Welcome to SORTA

System for Ontology-based Re-coding and Technical Annotation

 

Background

SORTA, a matching tool built in MOLGENIS, is able to semi-automatically match data values with standard codes such as ontologies or local terminologies. For each data value, SORTA provides a list of the most relevant standard codes based on the lexical similarity in percentage, users can then pick the correct matches from the suggested list.


Demo

Click here for a demo.
The demo version does not have full functionality, data will not be saved in the database and will be lost after the session expires. To get access to SORTA, please contact the administrator for login credentials. Try out the examples below, you can directly get match results by clicking one of the two example links.


matching with Human Phenotype Ontology

To reproduce the matching results, 1. copy the example below 2. click the demo link above 3. paste the example into the text area 4. select the human phenotype ontology

Name
Hearing impairment
protruding eyeball
hyperextensibility at elbow joint

matching with Orphanet

To reproduce the matching results, 1. copy the example below 2. click the demo link above 3. paste the example into the text area 4. select the orphanet ontology

Name;Synonym;OMIM
3-oxoacyl-CoA thiolase deficiency;peroxisomal thiolase deficiency;604054
2-ketoglutarate dehydrogenase deficiency;2-ketoglutaric aciduria;203740
acid sphingomyelinase deficiency;sfingomyelinase deficiency;607608

 


Technical design

SORTA is built based on Lucene in combination with the N-gram string matching algorithm to achieve high performance and accuracy.

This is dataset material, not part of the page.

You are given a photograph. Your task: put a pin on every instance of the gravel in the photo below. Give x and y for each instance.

Lucene matching scores are too abstract for users to understand and they are not comparable between each other. Therefore we use the N-gram algorithm to re-calculate the similarity scores (in percentages) between data values and the concepts retrieved by Lucene. The new similarity scores are more clear and comparable, enabling us to explore the uniform cut-off value.

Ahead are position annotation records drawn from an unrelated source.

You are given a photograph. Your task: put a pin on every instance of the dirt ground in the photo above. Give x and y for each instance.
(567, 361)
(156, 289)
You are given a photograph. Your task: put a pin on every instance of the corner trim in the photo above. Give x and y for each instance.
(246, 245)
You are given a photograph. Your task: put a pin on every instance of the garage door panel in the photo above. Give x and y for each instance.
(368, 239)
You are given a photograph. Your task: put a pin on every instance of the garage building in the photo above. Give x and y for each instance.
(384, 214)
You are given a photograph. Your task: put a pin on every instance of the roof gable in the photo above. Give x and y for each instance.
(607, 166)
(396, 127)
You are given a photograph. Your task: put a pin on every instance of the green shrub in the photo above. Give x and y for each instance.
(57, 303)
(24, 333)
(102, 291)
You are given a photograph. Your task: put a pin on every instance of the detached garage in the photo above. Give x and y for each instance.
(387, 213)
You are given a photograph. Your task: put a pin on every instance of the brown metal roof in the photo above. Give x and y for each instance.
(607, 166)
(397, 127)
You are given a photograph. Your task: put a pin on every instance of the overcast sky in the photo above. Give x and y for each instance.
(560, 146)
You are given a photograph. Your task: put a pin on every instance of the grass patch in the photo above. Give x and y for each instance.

  • Step 1 - Index the standard concepts in Lucene to establish a knowledge base.
  • Step 2 - Lucene retrieves the most relevant concepts for data values from the knowledge base.
  • Step 3 - The N-gram algorithm is applied to re-calculate the similarity scores between data values and concepts retrieved by Lucene.
  • Step 4 - Users can pick the correct matches from the list of concepts sorted based on N-gram similarity scores.

 

Not available

 

Ontology model

Standard codes (ontologies) can be imported using the EMX format, the model can be browsed and viewed as a UML diagram as well as a flat list in the webbrowser.